One size fits all approaches take nuance and options from the doctor patient relationship. Cannabis medicine is an exemption to standard pharmaceuticals. Plant medicine is different biologically. It balances the body into homeostasis as opposed to pharmaceuticals. Plants that help both constipation and diarrhea are an example of homeostasis. Pharmaceuticals need multiple harmful versions with severe side effects for pain patients that doctors supervising individuals should be determining dosage levels. For lawmakers to ask for one size fits all blanket restrictions on private doctor scientific determinations while claiming to represent patients might be why the public records show the MMOC board has very limited input from the public as the board is see by many patients to disingenuously misrepresent patient views such as on today’s claim we as patients universally are in unity that rescheduling is good. Many argue against rescheduling claiming it will be used to outlaw state businesses for a corporate takeover by big pharma profiteers. Thank you for denying the prior nonsensical bill this bill like the last insults and dehumanizes patients and doctors privacy and the will of the voters thank you.

Also the reason thc potency rose after the 80s was government doing what this bill does: increasing enforcement against cannabis. This drove the plant to the underground. As the 1992 book “The Economics of Prohibition” logically deduces, written by Mark Thornton, black markets increase potency of drugs to make them easier to smuggle as higher potency means less product volume. Gallons of beer is harder to smuggle than bottles of moonshine. So this bill would return power to the unregulated black market while government would take away power to effectively regulate products patients demand. Let doctors and patients decide doses. Government must be cautious trying to practice medicine and over step. Safe guard in place exist already for doctor supervision of patient dosing. No reports have been made of patients abusing south Dakota’s medical cannabis program and this bill is an insult to patients. Anyone supporting this bill cannot claim to speak on the many various perspectives and concerns patients have, and it’s no wonder patients don’t feel safe publicly speaking to the MMOC board when this is the way patients get treated and dehumanized publicly. This bill is a shameful exercise is government overreach and disrespecting voters and vulnerable patients with real needs for those products. If outlawed they will find them on the black market and cause new problems for public safety we don’t need and don’t appreciate.

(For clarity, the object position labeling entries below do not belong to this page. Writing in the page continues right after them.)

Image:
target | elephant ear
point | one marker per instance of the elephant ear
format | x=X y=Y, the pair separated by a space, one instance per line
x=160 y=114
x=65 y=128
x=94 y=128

Misrepresenting patient support for rescheduling or pushing the argument patients are abusing medicines and need them restricted hurts. Making sick people come beg for their life every year is despicable. Stop this minority coalition of disingenuous lawmakers arguing narrow views that exceed the scope of government jurisdiction into the practice of experimental medical programs and get a task force legislated so the arguments made at these committees aren’t so nonsensically scripted to sound totally fine or agreeable when they’re not acceptable and bring into question the value of an MMOC board that doesn’t make patients welcome but scares them every year with new threats of treating them as less thans or second class citizens. These are our grandparents families and loved ones. Stop picking on everyone.